Tuesday, August 04, 2015

Democrats Unveil a Plan to Fight GOP Gerrymandering

Thanks to cynical district gerrymandering Republicans have managed to hold far more state level and congressional districts than they by rights should hold.  In Virginia the problem is especially egregious and one congressional district has been ruled illegal and a court challenge to state level districts is underway.  Should the districts be struck down and rational, geographically compact districts be put in place, the power of the GOP would be severely lessened.  A piece in the New York Times looks at the Democrat effort to end shameless gerrymandering.  Here are highlights:

The Democratic Governors Association is creating a fund dedicated to winning races in states where governors have some control over congressional redistricting, the party’s first step in a long-range campaign to make control of the House more competitive.

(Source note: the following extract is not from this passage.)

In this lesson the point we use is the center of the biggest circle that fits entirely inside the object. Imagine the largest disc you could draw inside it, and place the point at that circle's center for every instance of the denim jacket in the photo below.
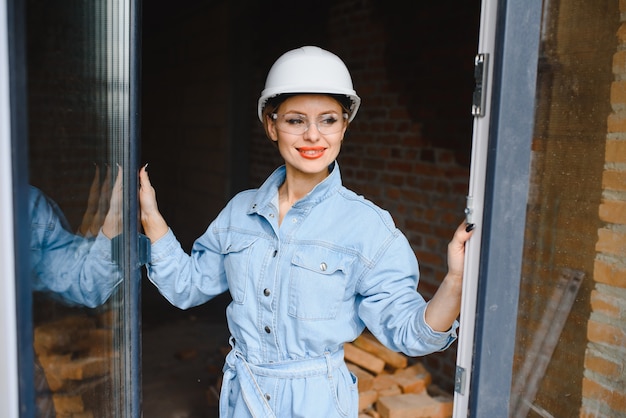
(336, 265)
(72, 268)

Billed as “Unrig the Map,” the effort will target 18 of the 35 states in which governors play a role in redistricting, and where new congressional maps could allow Democrats to win House seats that are now drawn in a way to favor Republicans. The fund will be used for governors’ races over the next five years, leading up to the 2020 census.

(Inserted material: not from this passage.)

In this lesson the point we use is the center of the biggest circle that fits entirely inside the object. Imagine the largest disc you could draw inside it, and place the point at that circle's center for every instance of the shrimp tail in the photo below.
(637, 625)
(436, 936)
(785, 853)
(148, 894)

Democratic officials said that they hoped to raise “tens of millions” for the effort and that they believed they could gain as many as 44 House seats if lines were more favorably redrawn in the 18 battleground states. Many of those states still have Republican-controlled legislatures, but with Democratic governors in place they could at least veto the next round of congressional maps and send the disputes to the courts.
The fund-raising effort is to be overseen by Gov. Terry McAuliffe of Virginia and Stephanie Schriock, the president of Emily’s List, a group that works to elect Democratic women who support abortion rights.
The push is rooted in the 2010 elections, which were devastating to Democrats not only because they suffered deep losses but also because Republican victories in governors’ races and gains the party made in controlling state legislatures that year enabled Republicans to dominate redistricting in many states, achieving what could be a decade-long hold on the House.
Democrats won over a million more votes in House races than Republicans but still could not reclaim a majority, in part because of Republican-led redistricting.
Both parties operate networks of political committees intended to channel national money into governor and state legislative races. But the Republican version is far better financed: The Republican Governors Association, for example, spent $170 million during the 2014 cycle, compared with $98 million for the Democratic Governors Association.
Democratic governors and strategists have often complained that their donors are too focused on more glamorous presidential and Senate races, while Republicans have been pouring money into state-level contests.
But Mr. McAuliffe acknowledged that the Democrats had not pushed their donors enough, either. “This effort is the first time the party has really taken a serious effort at winning these races,” he said.